Posted to user@spark.apache.org by Rares Vernica <rv...@gmail.com> on 2015/03/06 19:37:03 UTC

takeSample triggers 2 jobs

Hello,

I am using takeSample from the Scala Spark 1.2.1 shell:

scala> sc.textFile("README.md").takeSample(false, 3)
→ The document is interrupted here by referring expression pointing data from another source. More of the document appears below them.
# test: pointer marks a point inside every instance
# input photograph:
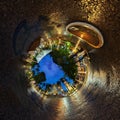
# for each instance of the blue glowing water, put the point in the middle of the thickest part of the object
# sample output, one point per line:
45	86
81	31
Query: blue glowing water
53	72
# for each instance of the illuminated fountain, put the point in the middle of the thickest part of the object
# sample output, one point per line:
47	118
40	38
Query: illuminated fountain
57	65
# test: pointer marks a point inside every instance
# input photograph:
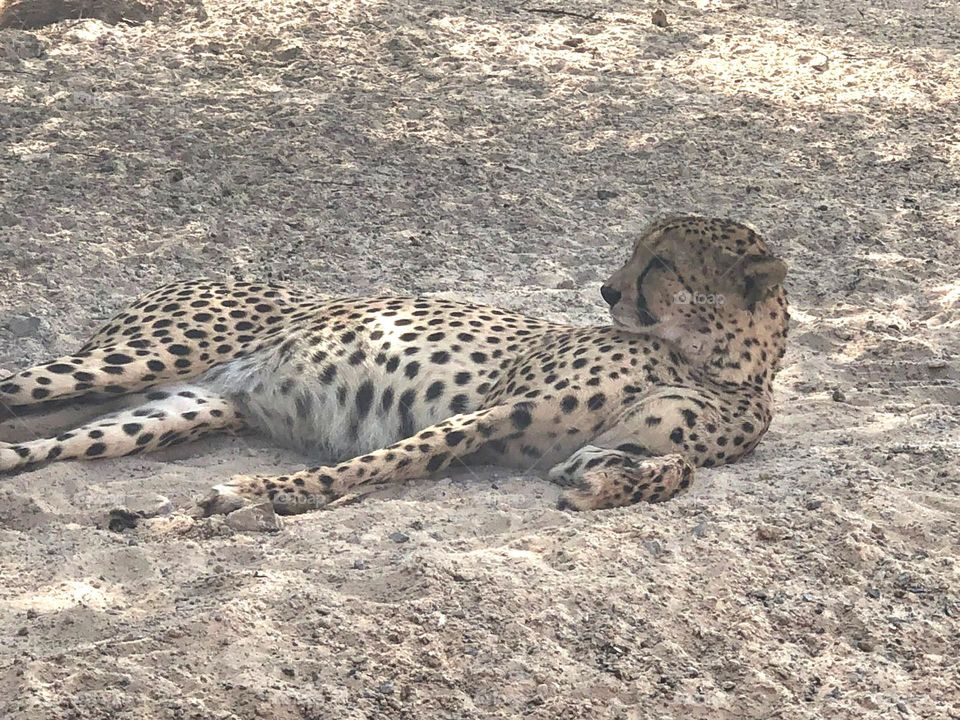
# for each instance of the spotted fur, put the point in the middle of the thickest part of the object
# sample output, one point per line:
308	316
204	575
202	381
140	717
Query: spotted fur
387	389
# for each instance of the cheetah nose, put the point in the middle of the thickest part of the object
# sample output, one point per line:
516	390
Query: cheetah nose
610	295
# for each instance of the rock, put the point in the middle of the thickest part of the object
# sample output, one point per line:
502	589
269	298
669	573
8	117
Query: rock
18	45
254	518
288	54
23	325
771	533
653	547
137	508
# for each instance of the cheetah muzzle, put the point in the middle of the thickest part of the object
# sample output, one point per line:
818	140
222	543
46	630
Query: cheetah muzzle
390	389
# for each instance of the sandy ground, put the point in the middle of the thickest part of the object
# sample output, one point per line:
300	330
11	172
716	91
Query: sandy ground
491	150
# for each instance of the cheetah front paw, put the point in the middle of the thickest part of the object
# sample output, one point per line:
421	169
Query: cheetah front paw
232	495
289	495
653	480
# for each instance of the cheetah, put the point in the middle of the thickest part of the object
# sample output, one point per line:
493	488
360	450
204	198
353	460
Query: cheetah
394	388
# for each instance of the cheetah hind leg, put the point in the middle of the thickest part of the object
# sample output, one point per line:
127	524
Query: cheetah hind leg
599	478
170	416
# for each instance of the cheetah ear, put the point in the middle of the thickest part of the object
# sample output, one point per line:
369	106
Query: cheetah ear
762	275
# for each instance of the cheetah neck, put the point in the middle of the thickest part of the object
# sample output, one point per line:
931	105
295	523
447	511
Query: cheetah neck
751	356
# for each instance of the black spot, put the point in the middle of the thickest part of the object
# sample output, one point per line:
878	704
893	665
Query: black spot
357	357
329	373
520	417
387	400
596	401
435	390
437	461
118	359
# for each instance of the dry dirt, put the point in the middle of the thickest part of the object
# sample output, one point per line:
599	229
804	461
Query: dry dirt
499	151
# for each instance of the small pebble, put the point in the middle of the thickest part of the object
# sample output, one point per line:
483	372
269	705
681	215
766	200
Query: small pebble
254	518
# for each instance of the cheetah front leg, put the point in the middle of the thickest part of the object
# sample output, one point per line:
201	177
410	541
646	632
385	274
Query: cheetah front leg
176	414
427	452
649	455
600	478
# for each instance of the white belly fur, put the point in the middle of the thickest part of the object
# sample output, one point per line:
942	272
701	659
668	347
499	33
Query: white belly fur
282	393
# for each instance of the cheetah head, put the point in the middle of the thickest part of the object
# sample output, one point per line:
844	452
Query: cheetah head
709	287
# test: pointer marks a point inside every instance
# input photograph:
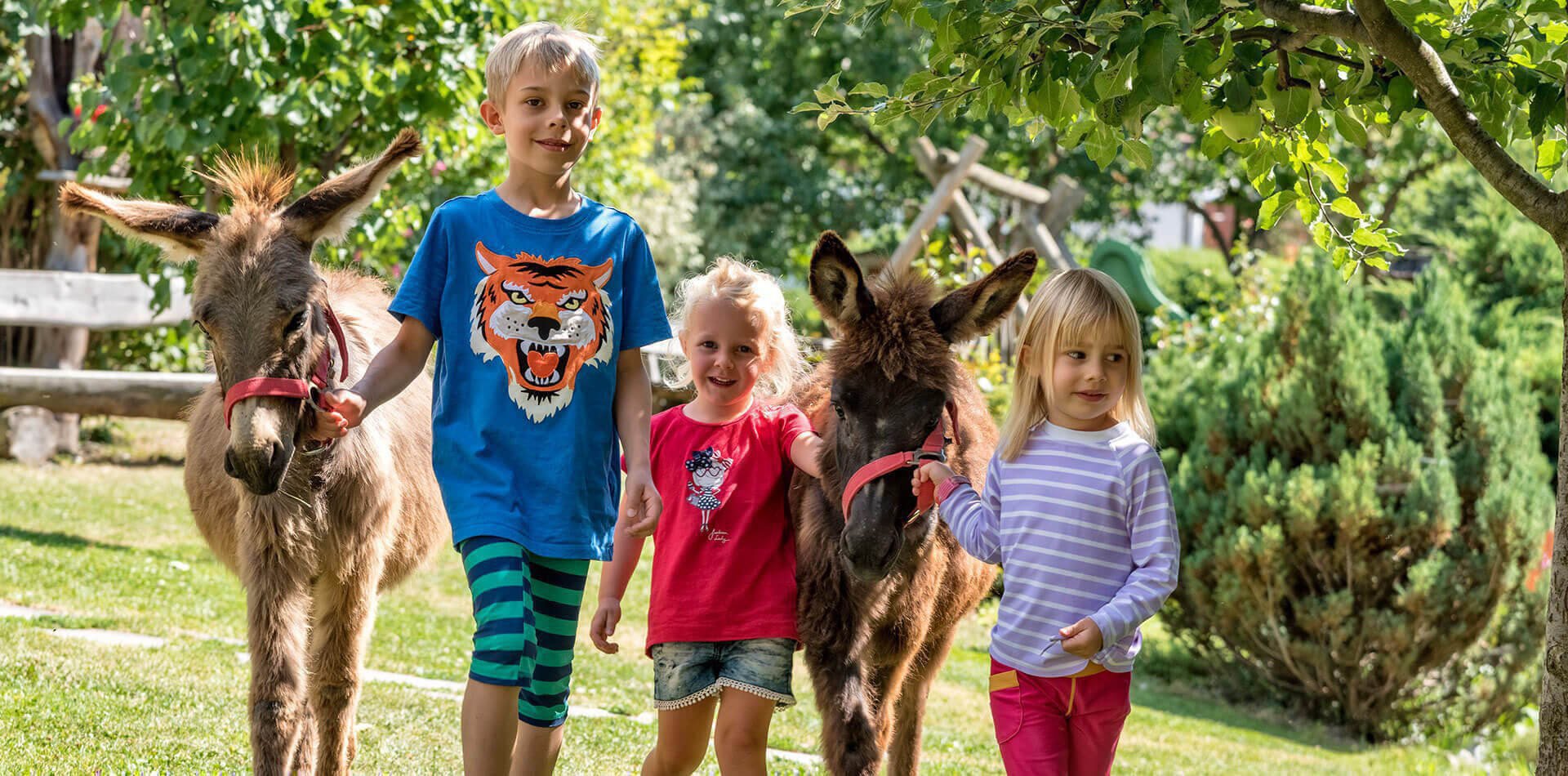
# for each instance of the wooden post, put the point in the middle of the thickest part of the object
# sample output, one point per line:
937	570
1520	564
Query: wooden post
937	204
1000	182
1043	240
963	213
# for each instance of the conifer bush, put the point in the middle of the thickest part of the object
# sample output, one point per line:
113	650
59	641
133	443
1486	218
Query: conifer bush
1360	501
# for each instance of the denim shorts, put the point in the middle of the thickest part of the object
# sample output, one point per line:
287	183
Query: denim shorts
688	671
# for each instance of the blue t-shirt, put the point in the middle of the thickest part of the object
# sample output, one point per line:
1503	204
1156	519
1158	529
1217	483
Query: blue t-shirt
530	315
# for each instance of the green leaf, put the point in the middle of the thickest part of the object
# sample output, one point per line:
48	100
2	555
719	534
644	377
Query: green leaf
830	91
1075	136
871	90
1322	234
1101	146
1336	173
1346	207
1351	129
1137	153
1214	143
1370	239
1549	155
1291	105
1159	58
1401	96
1274	207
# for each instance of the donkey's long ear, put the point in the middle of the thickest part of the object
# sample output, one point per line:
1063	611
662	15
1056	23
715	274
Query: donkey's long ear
182	233
332	207
971	310
836	283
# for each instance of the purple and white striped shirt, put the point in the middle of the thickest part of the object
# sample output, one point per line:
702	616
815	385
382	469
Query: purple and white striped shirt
1082	525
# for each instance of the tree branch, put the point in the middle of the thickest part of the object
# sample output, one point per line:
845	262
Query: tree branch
1316	19
1214	230
1377	27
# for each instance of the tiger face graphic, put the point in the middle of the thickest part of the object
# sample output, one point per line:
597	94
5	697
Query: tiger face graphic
545	319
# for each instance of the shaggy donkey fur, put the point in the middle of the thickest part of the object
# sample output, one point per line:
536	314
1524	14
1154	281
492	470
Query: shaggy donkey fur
313	537
880	600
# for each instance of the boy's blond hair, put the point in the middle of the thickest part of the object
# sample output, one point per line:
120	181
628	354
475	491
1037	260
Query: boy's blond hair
1068	310
546	46
761	297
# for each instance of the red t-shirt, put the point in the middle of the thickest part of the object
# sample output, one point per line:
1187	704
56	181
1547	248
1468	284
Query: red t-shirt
725	547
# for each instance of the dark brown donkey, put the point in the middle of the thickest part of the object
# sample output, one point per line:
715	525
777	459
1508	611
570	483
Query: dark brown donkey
313	537
882	595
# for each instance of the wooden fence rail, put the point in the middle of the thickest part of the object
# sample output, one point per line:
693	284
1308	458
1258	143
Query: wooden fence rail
87	300
88	392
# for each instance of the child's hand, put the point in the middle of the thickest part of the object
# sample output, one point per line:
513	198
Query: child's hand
1082	639
603	626
640	505
341	409
933	472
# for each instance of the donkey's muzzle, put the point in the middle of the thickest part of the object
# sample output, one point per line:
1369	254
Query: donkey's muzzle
259	469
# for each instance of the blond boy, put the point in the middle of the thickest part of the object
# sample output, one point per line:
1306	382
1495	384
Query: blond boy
540	298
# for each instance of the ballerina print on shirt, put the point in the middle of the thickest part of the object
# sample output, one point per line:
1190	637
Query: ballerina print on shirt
707	467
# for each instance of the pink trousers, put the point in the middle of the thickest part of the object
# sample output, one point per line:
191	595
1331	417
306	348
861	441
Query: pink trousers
1063	726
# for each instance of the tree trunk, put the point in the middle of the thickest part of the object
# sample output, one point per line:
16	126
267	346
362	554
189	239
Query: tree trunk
1552	756
73	240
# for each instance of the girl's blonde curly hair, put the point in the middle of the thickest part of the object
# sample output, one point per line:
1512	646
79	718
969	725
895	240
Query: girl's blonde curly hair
761	297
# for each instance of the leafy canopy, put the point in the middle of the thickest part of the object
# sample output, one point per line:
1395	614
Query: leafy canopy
1274	96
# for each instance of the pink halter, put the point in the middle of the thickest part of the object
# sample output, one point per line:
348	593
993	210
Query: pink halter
930	450
291	388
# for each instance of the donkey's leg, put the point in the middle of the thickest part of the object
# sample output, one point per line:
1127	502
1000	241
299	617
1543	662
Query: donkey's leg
305	755
849	737
276	602
903	757
884	685
345	610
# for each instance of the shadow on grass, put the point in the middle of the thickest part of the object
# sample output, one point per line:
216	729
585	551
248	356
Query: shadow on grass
60	540
1153	693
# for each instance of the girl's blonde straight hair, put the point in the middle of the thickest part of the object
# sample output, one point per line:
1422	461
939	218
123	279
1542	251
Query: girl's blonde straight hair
1070	308
761	297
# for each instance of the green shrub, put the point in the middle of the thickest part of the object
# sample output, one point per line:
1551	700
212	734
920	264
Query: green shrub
1494	250
1355	506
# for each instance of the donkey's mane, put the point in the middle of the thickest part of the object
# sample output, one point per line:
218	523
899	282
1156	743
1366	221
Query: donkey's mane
899	337
253	184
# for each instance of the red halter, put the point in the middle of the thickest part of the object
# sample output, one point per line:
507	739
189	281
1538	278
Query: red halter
291	388
930	450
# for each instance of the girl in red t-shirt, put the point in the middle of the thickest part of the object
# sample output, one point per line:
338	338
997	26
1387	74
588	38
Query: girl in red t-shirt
722	609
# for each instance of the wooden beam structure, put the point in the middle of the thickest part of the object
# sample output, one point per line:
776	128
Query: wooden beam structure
1000	182
937	204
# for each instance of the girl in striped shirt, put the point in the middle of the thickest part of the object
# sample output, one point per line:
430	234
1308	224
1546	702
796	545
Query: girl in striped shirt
1078	511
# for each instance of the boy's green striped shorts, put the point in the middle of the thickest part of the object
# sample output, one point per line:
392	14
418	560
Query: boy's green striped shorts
526	622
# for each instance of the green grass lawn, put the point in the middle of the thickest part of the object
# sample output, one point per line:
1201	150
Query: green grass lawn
112	546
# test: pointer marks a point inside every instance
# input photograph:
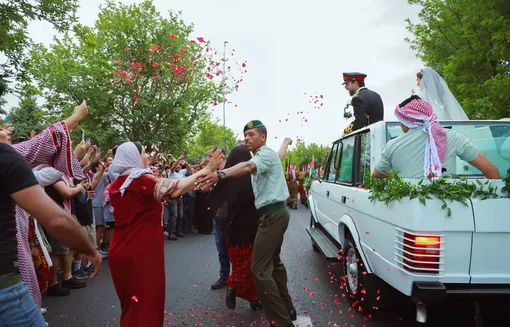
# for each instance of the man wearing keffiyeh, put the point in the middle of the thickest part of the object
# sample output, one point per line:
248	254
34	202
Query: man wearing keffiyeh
426	149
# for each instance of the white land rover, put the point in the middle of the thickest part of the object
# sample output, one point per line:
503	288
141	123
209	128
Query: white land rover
416	249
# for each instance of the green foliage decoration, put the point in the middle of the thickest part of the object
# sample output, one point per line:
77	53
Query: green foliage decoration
394	188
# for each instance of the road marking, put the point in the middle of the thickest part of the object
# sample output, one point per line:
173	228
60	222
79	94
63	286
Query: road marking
303	321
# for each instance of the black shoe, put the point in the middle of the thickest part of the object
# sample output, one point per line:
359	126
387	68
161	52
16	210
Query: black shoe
220	283
89	270
293	314
57	290
74	283
255	305
80	275
230	299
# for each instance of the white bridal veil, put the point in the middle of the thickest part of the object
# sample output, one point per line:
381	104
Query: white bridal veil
435	91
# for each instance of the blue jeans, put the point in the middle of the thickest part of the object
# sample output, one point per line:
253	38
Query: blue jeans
189	212
176	216
221	246
18	309
167	215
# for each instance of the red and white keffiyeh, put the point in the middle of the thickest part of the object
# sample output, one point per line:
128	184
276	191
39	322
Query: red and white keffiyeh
418	113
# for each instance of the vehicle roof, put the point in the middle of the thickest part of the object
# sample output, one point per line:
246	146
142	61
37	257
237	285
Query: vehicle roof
443	122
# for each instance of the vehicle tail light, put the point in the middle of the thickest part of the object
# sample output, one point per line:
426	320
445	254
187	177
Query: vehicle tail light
422	253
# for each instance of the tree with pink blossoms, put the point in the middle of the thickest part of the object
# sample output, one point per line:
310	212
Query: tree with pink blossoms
145	76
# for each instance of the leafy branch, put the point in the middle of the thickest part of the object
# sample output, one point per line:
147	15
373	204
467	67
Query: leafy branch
506	180
394	188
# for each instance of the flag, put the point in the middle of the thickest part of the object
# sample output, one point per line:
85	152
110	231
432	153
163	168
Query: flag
312	170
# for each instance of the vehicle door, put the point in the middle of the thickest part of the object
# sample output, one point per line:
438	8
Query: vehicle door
337	191
322	188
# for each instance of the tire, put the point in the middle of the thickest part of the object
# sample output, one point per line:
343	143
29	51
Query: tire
315	247
360	286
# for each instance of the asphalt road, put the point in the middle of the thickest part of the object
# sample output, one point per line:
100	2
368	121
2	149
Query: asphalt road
192	265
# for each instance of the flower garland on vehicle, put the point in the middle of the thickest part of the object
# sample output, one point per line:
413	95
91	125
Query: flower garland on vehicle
506	180
394	188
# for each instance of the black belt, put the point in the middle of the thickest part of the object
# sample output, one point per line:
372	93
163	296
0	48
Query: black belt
9	280
271	207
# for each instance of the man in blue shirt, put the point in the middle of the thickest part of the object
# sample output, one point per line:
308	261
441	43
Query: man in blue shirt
271	192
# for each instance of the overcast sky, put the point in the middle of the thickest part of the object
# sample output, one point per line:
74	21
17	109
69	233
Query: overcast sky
296	47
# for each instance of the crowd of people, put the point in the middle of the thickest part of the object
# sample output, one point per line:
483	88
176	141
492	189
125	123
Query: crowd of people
117	203
68	209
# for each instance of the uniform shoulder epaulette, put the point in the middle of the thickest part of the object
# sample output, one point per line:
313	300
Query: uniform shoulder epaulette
348	129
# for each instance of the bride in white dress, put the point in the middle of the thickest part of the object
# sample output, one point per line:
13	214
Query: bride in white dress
435	91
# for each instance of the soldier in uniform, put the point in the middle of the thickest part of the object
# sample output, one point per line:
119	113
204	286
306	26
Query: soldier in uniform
367	104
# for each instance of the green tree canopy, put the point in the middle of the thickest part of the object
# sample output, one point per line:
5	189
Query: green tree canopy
144	76
14	19
26	117
468	43
210	134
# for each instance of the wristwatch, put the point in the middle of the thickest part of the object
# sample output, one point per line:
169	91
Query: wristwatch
221	175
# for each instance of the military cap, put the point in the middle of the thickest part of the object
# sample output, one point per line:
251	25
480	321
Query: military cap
253	124
348	77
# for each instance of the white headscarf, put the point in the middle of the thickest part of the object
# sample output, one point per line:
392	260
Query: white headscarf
128	161
435	91
47	175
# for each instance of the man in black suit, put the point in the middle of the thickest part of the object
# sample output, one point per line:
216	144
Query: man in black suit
367	104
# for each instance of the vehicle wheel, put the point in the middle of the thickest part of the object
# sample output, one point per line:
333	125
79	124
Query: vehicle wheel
361	286
315	247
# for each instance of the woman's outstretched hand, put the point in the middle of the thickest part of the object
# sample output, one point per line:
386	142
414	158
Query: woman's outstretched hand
208	176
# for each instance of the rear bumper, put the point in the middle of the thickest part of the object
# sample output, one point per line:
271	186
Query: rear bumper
434	292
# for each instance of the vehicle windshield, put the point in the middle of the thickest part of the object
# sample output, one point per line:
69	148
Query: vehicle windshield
491	138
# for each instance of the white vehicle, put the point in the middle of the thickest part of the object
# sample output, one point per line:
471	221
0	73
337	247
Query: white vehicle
416	249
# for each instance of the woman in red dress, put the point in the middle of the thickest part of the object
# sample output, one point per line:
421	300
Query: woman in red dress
136	256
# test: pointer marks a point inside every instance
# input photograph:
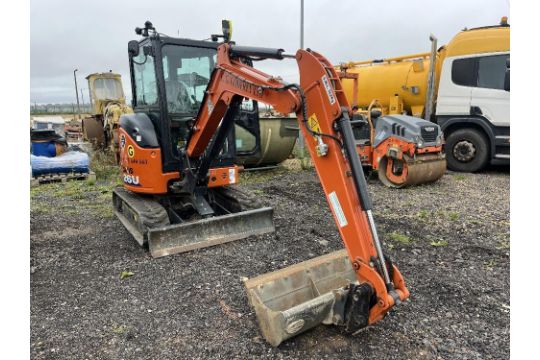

and I notice that two jobs are generated on the Spark Jobs page:

Job Id Description
1 takeSample at <console>:13
0  takeSample at <console>:13


Any ideas why the two jobs are needed?

Thanks!
Rares

Re: takeSample triggers 2 jobs

Posted by Denny Lee <de...@gmail.com>.

Hi Rares,

If you dig into the descriptions for the two jobs, it will probably return
something like:

Job ID: 1
org.apache.spark.rdd.RDD.takeSample(RDD.scala:447)
$line41.$read$$iwC$$iwC$$iwC$$iwC$$iwC$$iwC$$iwC$$iwC.<init>(<console>:22)
...

Job ID: 0
org.apache.spark.rdd.RDD.takeSample(RDD.scala:428)
$line41.$read$$iwC$$iwC$$iwC$$iwC$$iwC$$iwC$$iwC$$iwC.<init>(<console>:22)
...

The code for Spark from the git copy of master at:
https://github.com/apache/spark/blob/master/core/src/main/scala/org/apache/spark/rdd/RDD.scala

Basically, line 428 refers to
val initialCount = this.count()

And liine 447 refers to
var samples = this.sample(withReplacement, fraction,
rand.nextInt()).collect()

Basically, the first job is getting the count so you can do the second job
which is to generate the samples.

HTH!
Denny




On Fri, Mar 6, 2015 at 10:44 AM Rares Vernica <rv...@gmail.com> wrote:

> Hello,
>
> I am using takeSample from the Scala Spark 1.2.1 shell:
>
> scala> sc.textFile("README.md").takeSample(false, 3)
>
>
> and I notice that two jobs are generated on the Spark Jobs page:
>
> Job Id Description
> 1 takeSample at <console>:13
> 0  takeSample at <console>:13
>
>
> Any ideas why the two jobs are needed?
>
> Thanks!
> Rares
>